Blog: The future of social housing regulation in Scotland

George Walker

As the Scottish Housing Regulator gears up to launch a consultation on its new Regulatory Framework this month, chair George Walker gives a brief update.

The consultation proposals have been shaped by the invaluable feedback we’ve had from stakeholders so far. Thank you again for your input, and I hope that you will continue to share your views and ideas with us through the consultation. To help you plan and to involve governing bodies and committees where necessary, here’s what’s happening next.

The consultation will run for just over nine weeks, from 9 October until 14 December. During that time we’ll be out and about speaking at meetings and events, including landlord roundtables organised by SFHA and GWSF’s annual conference. We are also working with TIS and TPAS to run ten events for tenants across the country. We’re keen to discuss our thinking and hear feedback from as many of you as possible.

The consultation package will be fairly sizeable, as we are consulting on our full Regulatory Framework and all of the statutory guidance that sits alongside it. We’ve aimed to break it up into bite-size pieces, and to keep all of the documents as short and easy to understand as possible. We’ll also publish a narrative report alongside the draft Framework and guidance, which we hope will help readers navigate the consultation package. The report will explain how our thinking has developed from the early ideas in the discussion paper, how we have responded to feedback, and highlight the main changes we are proposing.

Our proposals aim to support responsible landlords to do the right things. There are three main areas where we will be proposing to do something new, or most changed from our current approach. These are to:

  • support landlords’ self-assurance;
  • make it easy for landlords to see what they need to do; and
  • be clear about our regulatory view of RSLs.
  • We will be proposing the introduction of an Annual Assurance Statement for every landlord. We see this as a way to support RSL governing bodies and local authority committees to get the assurance they need that their organisations are well-run, so can deliver what tenants and other service users need and want at a price they can afford to pay. We’ve developed the detail in discussion with stakeholders, including a working group of volunteer RSLs who have really helped us to work through how we can make the Statement work in practice.

    Linked to this, we want to make it easier for landlords to see what they need to do, so they can assure themselves that they are doing it. We have moved all of the regulatory requirements for landlords into one part of the draft Framework for consultation. That means that landlords will have a single go-to-place. The vast majority of these requirements are not new, but they are peppered throughout the current Framework.

    We also propose to introduce Engagement Plans for each landlord, both for RSLs and local authorities.

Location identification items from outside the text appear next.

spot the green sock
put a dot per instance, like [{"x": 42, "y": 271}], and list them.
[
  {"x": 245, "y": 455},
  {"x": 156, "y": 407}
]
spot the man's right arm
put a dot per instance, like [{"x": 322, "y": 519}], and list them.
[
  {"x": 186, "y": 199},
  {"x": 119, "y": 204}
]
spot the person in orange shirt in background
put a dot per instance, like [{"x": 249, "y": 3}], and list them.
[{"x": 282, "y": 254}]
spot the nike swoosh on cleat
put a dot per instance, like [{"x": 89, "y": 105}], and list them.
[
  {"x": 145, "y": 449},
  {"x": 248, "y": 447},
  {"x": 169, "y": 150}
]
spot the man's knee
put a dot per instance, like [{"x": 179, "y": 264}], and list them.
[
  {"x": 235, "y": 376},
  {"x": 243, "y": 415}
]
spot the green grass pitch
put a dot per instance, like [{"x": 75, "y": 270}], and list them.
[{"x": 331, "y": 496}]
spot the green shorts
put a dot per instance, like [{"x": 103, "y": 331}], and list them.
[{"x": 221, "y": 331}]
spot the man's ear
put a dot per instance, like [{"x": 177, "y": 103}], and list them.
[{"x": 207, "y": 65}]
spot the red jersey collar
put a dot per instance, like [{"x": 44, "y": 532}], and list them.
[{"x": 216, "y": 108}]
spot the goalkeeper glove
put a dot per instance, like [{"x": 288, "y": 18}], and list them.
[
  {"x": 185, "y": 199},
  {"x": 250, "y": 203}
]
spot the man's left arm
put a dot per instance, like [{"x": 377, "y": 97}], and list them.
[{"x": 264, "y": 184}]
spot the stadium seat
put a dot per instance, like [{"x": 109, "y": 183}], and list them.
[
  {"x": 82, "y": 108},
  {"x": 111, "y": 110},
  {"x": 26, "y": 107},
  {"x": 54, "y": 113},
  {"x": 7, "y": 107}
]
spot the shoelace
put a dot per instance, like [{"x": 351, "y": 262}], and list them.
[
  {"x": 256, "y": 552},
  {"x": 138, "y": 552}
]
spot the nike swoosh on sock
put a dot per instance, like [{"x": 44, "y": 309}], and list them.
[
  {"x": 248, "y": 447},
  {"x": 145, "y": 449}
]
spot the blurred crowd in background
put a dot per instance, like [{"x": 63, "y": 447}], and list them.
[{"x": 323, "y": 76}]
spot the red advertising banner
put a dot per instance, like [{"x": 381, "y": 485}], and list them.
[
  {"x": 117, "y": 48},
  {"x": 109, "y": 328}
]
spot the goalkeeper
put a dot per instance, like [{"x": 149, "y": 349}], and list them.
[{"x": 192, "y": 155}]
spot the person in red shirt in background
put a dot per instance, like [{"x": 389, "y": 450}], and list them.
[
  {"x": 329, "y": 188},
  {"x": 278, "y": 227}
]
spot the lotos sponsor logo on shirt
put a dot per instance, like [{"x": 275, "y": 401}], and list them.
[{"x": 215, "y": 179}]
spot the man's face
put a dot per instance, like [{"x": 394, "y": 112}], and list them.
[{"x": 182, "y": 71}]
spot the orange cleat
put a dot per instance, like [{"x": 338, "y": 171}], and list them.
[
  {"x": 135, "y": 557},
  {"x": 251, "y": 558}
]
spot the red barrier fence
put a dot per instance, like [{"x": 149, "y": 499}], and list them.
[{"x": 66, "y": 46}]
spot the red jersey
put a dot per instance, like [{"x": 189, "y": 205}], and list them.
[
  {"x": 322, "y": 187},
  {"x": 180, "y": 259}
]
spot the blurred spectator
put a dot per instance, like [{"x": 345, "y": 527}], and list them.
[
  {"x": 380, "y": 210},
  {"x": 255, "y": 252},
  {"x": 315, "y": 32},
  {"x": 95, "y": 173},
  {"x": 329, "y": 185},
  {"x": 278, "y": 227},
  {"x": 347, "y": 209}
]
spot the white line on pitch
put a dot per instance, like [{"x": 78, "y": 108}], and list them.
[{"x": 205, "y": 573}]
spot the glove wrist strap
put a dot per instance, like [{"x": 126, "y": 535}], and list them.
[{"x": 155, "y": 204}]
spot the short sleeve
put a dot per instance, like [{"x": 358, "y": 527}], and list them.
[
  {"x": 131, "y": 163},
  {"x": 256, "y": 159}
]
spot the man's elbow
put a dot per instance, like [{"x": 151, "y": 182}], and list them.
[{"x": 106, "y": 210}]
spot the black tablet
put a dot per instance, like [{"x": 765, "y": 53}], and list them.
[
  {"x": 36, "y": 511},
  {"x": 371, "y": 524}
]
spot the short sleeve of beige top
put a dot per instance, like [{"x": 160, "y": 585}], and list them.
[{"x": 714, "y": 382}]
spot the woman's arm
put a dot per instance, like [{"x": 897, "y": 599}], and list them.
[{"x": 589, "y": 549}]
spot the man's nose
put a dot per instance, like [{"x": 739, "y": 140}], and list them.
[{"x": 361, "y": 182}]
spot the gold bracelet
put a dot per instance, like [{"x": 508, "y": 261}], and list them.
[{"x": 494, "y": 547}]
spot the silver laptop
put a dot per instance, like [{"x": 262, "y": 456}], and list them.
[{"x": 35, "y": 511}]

The Plans would set out clearly what each landlord needs to do and how we are engaging with them.

    Many people we have talked with have stressed the importance of us being transparent in this way, and particularly about us stating clearly our view of each RSL. At the moment we state the engagement level we have with each RSL – high, medium or low – rather than our regulatory judgement about them. So, having considered this, we believe it is right that we should make our regulatory view of each RSL readily available to tenants and others.

    We propose to focus this around our judgement on each RSL’s compliance with the Standards of Governance and Financial Management and other regulatory requirements. We’ve been talking to the working group, and others, about this over the summer. This has helped us to develop the approach that we’ll consult on.

    The main thrust of our new Framework is about promoting and supporting a culture of assurance, openness and transparency. As chair of SHR’s Board, I see open discussion and feedback from our stakeholders as a vital way for us to get assurance that we are regulating in the right way. I look forward to discussing the proposals with many of you over the coming months, and I welcome your feedback.